Nelle esperienze di play therapy, grazie alla relazione con lo psicoterapeuta, si dà al bambino l’opportunità di conoscere se stesso. Lo psicoterapeuta si comporta in modo tale da comunicare al bambino che questa esperienza gli offre la sicurezza e la possibilità di esplorare liberamente, non solo la playroom con i suoi giocattoli, ma anche l’esplorazione di se stesso nell’ambito della relazione terapeutica. Qui il bambino avrà l’opportunità di misurarsi con se stesso. Il bambino come risultato di questa esperienza di autoesplorazione di sé in relazione con gli altri, di autoespansione e autoespressione imparerà non solo ad accettare e rispettare se stesso ma anche gli altri e a utilizzare la libertà con senso di responsabilità.
C’è franchezza, onestà e vitale autenticità nel modo in cui i bambini si manifestano nelle esperienze di gioco.
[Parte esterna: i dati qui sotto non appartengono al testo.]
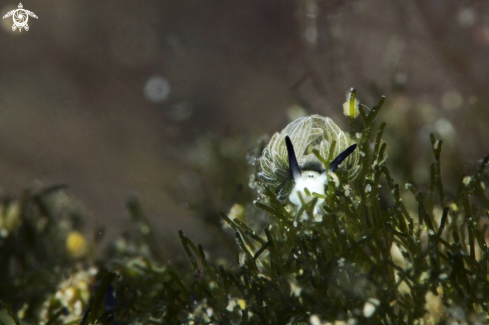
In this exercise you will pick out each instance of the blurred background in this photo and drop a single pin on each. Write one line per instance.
(165, 99)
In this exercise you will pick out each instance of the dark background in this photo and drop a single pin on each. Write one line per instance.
(163, 99)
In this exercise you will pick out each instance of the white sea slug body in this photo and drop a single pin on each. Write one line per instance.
(291, 167)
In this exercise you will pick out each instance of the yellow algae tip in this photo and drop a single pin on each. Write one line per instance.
(76, 244)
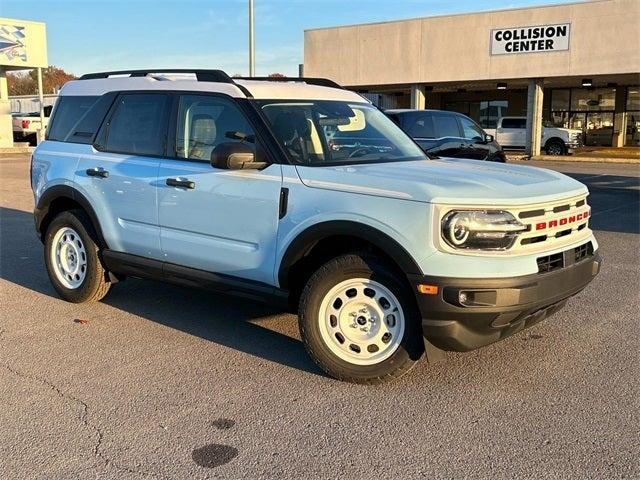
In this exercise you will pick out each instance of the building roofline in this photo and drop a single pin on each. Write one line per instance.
(445, 15)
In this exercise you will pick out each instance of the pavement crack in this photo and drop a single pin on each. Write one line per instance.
(84, 419)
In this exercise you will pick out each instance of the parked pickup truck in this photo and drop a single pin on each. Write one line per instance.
(26, 125)
(511, 133)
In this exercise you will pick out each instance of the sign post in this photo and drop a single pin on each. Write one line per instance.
(23, 45)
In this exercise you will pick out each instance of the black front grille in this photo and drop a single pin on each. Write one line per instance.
(549, 263)
(583, 251)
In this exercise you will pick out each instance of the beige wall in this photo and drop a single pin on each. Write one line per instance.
(604, 40)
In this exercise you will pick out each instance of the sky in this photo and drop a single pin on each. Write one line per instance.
(91, 35)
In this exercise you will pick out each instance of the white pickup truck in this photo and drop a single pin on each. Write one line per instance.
(27, 125)
(511, 133)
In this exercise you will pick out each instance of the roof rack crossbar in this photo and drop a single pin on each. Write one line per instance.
(321, 82)
(201, 75)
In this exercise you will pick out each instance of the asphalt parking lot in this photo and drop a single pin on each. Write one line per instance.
(158, 381)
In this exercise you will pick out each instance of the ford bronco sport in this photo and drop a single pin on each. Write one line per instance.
(233, 185)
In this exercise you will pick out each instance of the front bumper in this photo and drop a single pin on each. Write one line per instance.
(495, 308)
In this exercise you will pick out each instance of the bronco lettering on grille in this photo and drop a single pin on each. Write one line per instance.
(558, 222)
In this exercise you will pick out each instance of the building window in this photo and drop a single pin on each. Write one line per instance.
(491, 111)
(632, 138)
(486, 113)
(588, 109)
(596, 99)
(560, 99)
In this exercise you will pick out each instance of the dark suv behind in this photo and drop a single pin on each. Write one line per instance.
(448, 134)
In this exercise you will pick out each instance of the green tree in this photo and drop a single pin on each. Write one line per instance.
(53, 78)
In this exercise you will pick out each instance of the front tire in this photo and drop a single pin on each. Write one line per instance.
(358, 320)
(72, 260)
(555, 147)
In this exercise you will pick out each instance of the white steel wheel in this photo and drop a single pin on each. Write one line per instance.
(68, 258)
(361, 321)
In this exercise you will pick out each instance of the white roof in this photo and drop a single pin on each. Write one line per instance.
(259, 89)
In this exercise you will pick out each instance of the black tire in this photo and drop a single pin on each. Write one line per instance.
(94, 286)
(359, 265)
(555, 147)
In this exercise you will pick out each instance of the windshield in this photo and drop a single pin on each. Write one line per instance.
(333, 132)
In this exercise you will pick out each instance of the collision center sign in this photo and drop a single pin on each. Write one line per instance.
(539, 38)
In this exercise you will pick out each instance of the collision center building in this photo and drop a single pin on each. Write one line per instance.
(575, 65)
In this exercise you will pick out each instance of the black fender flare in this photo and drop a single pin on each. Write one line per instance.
(555, 139)
(57, 192)
(308, 238)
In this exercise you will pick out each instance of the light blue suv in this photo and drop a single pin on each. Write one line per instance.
(237, 185)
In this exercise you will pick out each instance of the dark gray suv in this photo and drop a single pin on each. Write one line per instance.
(448, 134)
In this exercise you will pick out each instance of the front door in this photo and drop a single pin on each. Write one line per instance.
(119, 176)
(477, 148)
(217, 220)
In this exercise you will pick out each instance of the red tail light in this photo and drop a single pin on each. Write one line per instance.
(31, 172)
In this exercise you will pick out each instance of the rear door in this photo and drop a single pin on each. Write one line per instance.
(419, 126)
(222, 221)
(119, 176)
(449, 140)
(512, 132)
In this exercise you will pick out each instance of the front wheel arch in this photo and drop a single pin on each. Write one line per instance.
(305, 242)
(61, 198)
(556, 141)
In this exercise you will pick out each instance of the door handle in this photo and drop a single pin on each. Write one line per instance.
(181, 182)
(97, 172)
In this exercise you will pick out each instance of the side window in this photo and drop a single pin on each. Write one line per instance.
(204, 122)
(420, 126)
(138, 124)
(68, 111)
(514, 123)
(470, 130)
(446, 126)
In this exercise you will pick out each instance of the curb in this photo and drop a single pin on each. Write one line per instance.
(7, 151)
(572, 158)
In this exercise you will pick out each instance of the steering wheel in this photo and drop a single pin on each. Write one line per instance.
(360, 151)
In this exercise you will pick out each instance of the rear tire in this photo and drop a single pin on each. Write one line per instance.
(358, 320)
(71, 255)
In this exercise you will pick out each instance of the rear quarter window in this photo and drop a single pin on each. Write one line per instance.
(514, 123)
(68, 112)
(446, 126)
(419, 125)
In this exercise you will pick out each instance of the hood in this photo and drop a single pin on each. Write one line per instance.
(446, 181)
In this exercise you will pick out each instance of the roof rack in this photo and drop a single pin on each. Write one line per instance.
(201, 75)
(218, 76)
(322, 82)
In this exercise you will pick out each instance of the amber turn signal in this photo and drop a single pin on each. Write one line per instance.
(427, 289)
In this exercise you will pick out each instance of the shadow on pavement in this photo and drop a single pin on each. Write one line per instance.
(224, 320)
(614, 200)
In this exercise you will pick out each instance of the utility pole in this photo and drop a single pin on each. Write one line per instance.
(252, 45)
(40, 134)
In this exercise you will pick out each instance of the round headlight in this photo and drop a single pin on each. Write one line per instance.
(458, 231)
(481, 229)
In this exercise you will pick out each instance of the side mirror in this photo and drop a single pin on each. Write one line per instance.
(235, 156)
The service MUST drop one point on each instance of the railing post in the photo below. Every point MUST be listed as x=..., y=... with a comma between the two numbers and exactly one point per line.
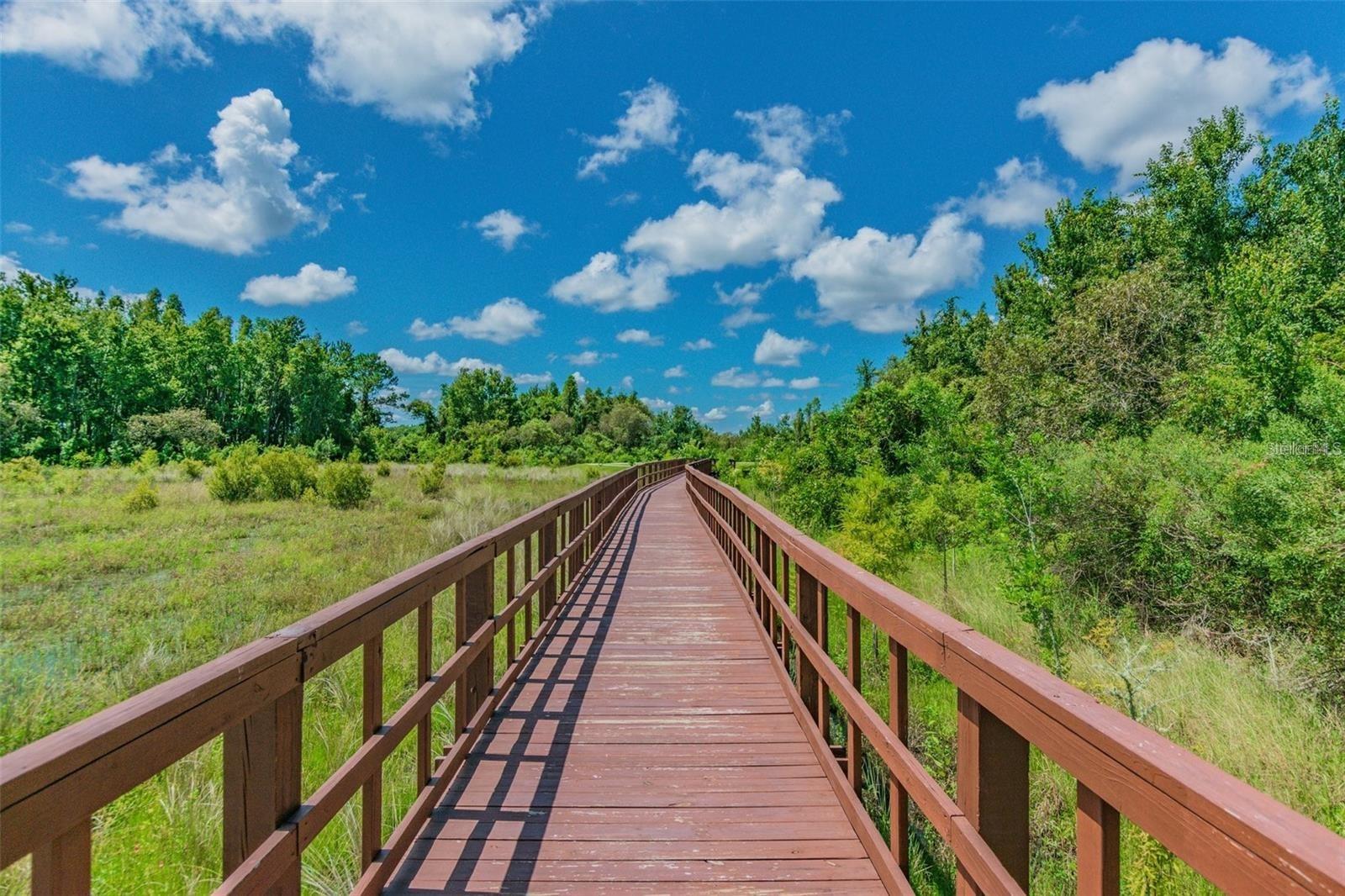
x=372, y=799
x=993, y=788
x=1098, y=845
x=424, y=656
x=477, y=598
x=898, y=720
x=64, y=865
x=262, y=756
x=854, y=645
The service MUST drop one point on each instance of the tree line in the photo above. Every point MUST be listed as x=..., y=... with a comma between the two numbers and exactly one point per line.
x=1152, y=425
x=94, y=378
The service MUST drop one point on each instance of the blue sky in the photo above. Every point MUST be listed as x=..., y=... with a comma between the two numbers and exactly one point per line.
x=724, y=206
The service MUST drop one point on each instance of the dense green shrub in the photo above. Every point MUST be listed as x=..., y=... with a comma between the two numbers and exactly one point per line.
x=235, y=474
x=430, y=478
x=140, y=498
x=185, y=430
x=286, y=474
x=345, y=485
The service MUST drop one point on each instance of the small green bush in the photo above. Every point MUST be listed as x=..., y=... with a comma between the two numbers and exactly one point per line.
x=235, y=475
x=430, y=478
x=147, y=461
x=345, y=485
x=282, y=474
x=140, y=498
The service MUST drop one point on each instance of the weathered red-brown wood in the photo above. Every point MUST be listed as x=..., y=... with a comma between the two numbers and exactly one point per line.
x=993, y=788
x=262, y=759
x=64, y=865
x=647, y=741
x=898, y=720
x=372, y=795
x=1098, y=828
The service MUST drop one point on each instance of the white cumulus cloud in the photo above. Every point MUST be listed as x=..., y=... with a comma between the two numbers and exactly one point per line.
x=764, y=214
x=639, y=338
x=873, y=280
x=414, y=61
x=533, y=380
x=786, y=134
x=309, y=286
x=504, y=228
x=589, y=358
x=607, y=284
x=501, y=322
x=246, y=202
x=649, y=121
x=1019, y=197
x=432, y=363
x=736, y=378
x=780, y=351
x=1120, y=118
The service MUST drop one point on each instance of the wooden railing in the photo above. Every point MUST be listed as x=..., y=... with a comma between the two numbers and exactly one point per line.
x=1237, y=837
x=253, y=697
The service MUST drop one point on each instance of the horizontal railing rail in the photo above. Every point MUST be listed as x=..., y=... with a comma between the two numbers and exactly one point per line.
x=51, y=788
x=1237, y=837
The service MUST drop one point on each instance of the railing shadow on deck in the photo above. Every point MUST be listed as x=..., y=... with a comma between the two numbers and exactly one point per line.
x=609, y=573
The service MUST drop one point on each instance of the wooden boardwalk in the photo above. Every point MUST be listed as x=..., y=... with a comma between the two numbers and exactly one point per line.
x=642, y=734
x=650, y=746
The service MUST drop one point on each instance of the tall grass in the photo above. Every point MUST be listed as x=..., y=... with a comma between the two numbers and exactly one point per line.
x=101, y=603
x=1224, y=707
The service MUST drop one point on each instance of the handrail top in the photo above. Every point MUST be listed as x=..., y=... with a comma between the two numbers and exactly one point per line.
x=34, y=766
x=1304, y=848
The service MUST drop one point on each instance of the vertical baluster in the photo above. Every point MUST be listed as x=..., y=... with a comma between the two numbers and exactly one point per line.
x=1098, y=828
x=898, y=720
x=461, y=714
x=64, y=865
x=510, y=593
x=424, y=656
x=993, y=786
x=853, y=647
x=825, y=640
x=810, y=685
x=262, y=756
x=546, y=552
x=372, y=798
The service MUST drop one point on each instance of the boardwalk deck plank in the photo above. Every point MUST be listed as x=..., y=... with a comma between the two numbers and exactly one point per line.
x=649, y=747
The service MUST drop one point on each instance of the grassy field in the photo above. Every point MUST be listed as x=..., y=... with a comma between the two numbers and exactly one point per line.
x=1242, y=714
x=1226, y=708
x=100, y=603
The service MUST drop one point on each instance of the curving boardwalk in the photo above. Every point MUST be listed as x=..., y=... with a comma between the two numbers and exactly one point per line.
x=650, y=746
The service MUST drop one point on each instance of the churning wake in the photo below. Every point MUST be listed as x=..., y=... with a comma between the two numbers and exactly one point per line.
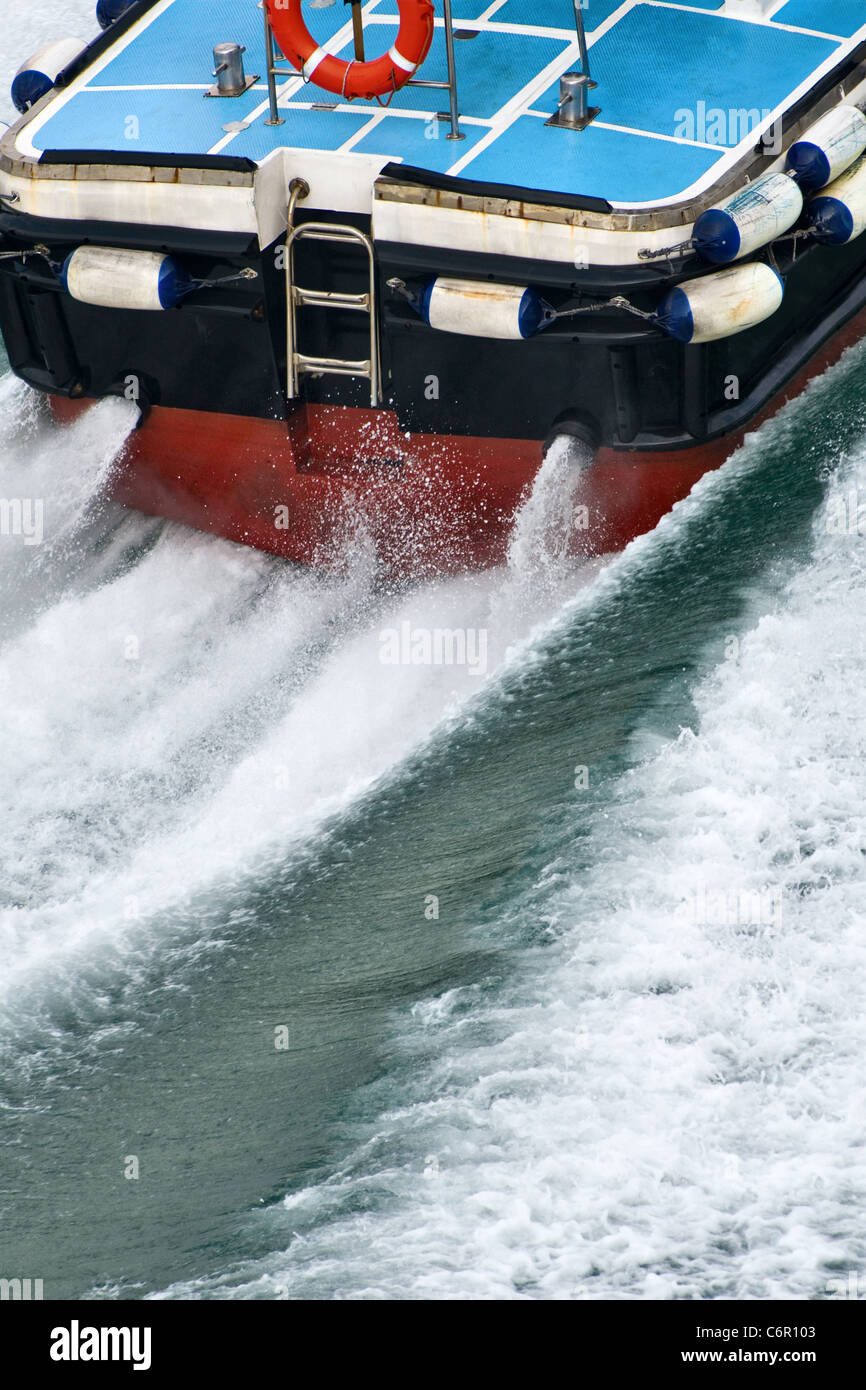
x=663, y=1098
x=651, y=1091
x=180, y=710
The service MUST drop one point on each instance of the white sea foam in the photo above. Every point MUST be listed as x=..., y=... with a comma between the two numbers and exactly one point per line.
x=669, y=1102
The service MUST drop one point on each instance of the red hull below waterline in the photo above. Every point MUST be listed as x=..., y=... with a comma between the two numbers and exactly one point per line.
x=428, y=503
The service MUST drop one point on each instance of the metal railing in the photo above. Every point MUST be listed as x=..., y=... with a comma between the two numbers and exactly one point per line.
x=451, y=85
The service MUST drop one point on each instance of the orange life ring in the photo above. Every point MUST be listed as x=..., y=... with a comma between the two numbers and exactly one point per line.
x=355, y=79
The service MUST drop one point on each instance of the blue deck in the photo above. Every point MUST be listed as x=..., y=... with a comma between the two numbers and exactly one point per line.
x=662, y=71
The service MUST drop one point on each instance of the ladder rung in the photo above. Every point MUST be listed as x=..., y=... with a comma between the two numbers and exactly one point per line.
x=335, y=366
x=310, y=232
x=331, y=299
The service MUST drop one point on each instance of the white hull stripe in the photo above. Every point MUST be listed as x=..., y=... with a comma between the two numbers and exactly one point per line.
x=399, y=61
x=313, y=61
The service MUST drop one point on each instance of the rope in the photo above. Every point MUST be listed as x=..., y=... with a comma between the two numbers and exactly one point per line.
x=617, y=302
x=666, y=252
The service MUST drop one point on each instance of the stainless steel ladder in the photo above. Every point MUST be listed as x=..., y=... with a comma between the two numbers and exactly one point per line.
x=299, y=296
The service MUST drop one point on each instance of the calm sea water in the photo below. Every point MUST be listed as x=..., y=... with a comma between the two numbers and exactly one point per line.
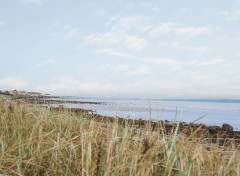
x=215, y=113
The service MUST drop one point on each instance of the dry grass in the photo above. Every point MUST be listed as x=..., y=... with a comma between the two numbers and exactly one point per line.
x=37, y=141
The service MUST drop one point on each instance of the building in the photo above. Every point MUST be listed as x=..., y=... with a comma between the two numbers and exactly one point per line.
x=22, y=92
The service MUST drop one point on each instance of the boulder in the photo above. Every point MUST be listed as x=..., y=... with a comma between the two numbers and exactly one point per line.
x=212, y=129
x=227, y=127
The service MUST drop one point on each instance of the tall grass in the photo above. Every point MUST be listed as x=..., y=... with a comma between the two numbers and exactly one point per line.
x=40, y=141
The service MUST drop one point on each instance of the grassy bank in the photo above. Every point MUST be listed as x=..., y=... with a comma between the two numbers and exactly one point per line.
x=40, y=141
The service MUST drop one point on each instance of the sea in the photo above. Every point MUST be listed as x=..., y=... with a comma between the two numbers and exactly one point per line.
x=209, y=112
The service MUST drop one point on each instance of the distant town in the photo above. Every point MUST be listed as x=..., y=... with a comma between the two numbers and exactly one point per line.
x=24, y=93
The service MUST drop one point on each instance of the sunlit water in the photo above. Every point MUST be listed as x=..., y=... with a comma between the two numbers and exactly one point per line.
x=215, y=113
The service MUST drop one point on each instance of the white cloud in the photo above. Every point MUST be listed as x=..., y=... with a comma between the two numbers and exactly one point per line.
x=179, y=30
x=211, y=62
x=38, y=2
x=162, y=29
x=189, y=48
x=10, y=83
x=134, y=42
x=72, y=33
x=45, y=62
x=231, y=16
x=113, y=52
x=138, y=23
x=193, y=31
x=163, y=61
x=103, y=39
x=118, y=33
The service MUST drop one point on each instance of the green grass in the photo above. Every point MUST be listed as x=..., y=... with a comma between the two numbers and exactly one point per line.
x=40, y=141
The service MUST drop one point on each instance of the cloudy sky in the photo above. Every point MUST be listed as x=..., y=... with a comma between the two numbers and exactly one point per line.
x=121, y=48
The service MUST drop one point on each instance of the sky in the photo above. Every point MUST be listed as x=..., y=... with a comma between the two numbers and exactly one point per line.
x=121, y=48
I loro sentimenti, atteggiamenti e pensieri emergono, si dispiegano, si muovono e le spigolosità si smussano. I bambini imparano a comprendere un po’ meglio se stessi e gli altri e ad offrire più generosamente accoglienza emozionale a tutte le persone.”
(dall’introduzione dell’autrice)
Un classico della letteratura internazionale che ha aperto la terapia al gioco come strumento di autoesplorazione dei bambini.